The Provisional Government of Saskatchewan was a provisional government during the North-West Rebellion of 1885 in the District of Saskatchewan of the North-West Territories (Note: It included parts of the present-day Canadian provinces of Alberta, Saskatchewan, and Manitoba.). The name was given by Louis Riel. Although Riel initially hoped to rally the Countryborn, Cree, and European settlers of the Saskatchewan Valley to his banner, this did not occur. The government, with the exception of Honoré Jaxon and Chief White Cap, had an entirely French-speaking and Métis leadership. Gabriel Dumont was proclaimed adjutant general in which capacity he became supreme military commander, although Riel could, and did, override his tactical decisions. The Provisional Government was declared by Riel on March 19, 1885. It ceased to exist following the defeat of the Métis militarily during the Battle of Batoche, which concluded on May 20, 1885. During its existence the government only exercised authority over the Southbranch Settlements along the South Saskatchewan River. Other major centres in the area such as Prince Albert, Saskatoon, and most First Nations reserves remained outside of its control.

==Exovedate==

The governing council was named the Exovedate, Latin for "of the flock", and debated issues ranging from military policy to local bylaws and theological issues. It met at Batoche, Saskatchewan, and only exercised real authority during its existence over the Southbranch Settlement. The members, called Exovedes, were acclaimed by Gabriel Dumont (elected head of the military) on the 19th of March. Pierre Parenteau was made its president.

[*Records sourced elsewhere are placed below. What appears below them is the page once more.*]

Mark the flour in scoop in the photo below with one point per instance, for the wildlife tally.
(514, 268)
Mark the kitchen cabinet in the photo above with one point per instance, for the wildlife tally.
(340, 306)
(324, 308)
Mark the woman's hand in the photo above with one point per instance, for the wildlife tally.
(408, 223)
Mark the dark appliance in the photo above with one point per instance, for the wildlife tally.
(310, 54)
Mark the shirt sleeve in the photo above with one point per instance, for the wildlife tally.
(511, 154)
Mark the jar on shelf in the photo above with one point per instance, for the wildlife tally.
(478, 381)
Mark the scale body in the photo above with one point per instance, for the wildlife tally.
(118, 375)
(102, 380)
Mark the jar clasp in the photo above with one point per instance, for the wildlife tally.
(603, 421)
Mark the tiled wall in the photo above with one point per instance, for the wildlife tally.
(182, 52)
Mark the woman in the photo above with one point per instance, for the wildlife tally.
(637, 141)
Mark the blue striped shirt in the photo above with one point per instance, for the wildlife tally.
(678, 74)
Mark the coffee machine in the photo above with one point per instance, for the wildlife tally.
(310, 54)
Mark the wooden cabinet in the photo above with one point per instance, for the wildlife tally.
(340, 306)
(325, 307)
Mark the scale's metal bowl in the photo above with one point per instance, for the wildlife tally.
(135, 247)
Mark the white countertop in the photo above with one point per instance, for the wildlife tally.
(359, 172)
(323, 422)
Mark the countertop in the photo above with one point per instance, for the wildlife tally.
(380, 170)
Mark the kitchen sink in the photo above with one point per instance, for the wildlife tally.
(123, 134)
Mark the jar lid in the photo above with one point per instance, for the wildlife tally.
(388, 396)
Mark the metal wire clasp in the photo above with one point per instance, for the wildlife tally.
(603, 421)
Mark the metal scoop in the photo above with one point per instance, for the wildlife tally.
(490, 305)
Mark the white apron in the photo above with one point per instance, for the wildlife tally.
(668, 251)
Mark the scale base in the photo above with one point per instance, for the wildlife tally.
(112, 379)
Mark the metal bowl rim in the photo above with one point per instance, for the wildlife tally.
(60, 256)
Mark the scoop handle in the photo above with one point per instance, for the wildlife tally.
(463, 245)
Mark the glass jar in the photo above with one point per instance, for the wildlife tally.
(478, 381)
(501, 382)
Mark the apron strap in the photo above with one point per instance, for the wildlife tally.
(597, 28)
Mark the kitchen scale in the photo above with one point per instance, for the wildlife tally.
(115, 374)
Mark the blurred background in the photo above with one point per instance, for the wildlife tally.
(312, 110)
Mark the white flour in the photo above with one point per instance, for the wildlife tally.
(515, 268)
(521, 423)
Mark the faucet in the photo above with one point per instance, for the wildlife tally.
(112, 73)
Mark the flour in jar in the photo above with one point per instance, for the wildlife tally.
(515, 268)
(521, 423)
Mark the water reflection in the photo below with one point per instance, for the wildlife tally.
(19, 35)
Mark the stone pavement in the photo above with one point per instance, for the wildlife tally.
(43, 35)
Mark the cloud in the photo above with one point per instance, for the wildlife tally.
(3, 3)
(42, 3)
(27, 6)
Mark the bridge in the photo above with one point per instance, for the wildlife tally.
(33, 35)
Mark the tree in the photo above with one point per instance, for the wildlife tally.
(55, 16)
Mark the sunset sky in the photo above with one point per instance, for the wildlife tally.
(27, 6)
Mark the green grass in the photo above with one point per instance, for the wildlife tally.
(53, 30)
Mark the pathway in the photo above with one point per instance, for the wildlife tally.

The provisional government collapsed with the fall of Batoche (see Battle of Batoche) and Riel was captured a few days later. Gabriel Dumont escaped to Montana.

==Flag==
On 19 March 1885, the day of the provisional government's proclamation,  Father Vital Fourmond, a witness to the proclamation, wrote about the provisional government's flag. "As a flag [Riel] chose the white flag of ancient France, with a royal blue shield bearing three golden fleurs de lys, saying that he was called to renew its ancient glories. On it he placed a large image of Mary's immaculate heart."

==Legacy==

BATOCHE. In 1872, Xavier Letendre dit Batoche founded a village at this site where Métis freighters crossed the South Saskatchewan River. About 50 families had claimed the river lots in the area by 1884. Widespread anxiety regarding land claims and a changing economy provoked a resistance against the Canadian Government. Here, 300 Métis and Indians led by Louis Riel and Gabriel Dumont fought a force of 800 men commanded by Major-General Middleton between May 9 and 12, 1885. The resistance failed but the battle did not mean the end of the community of Batoche.
— Historic Sites and Monuments board of Canada. Government of Canada

Batoche, where the Métis Provisional Government had been formed, has been declared a National Historic Site. Batoche marks the site of Gabriel Dumont's grave site, Albert Caron's House, Batoche school, Batoche cemetery, Letendre store, Gabriels river crossing, Gardepy's crossing, Batoche crossing, St. Antoine de Padoue Church, Métis rifle pits, and RNWMP battle camp.

In the spring of 2008, Tourism, Parks, Culture and Sport Minister Christine Tell proclaimed in Duck lake, that "the 125th commemoration, in 2010, of the 1885 North-West Resistance is an excellent opportunity to tell the story of the prairie Métis and First Nations peoples' struggle with Government forces and how it has shaped Canada today."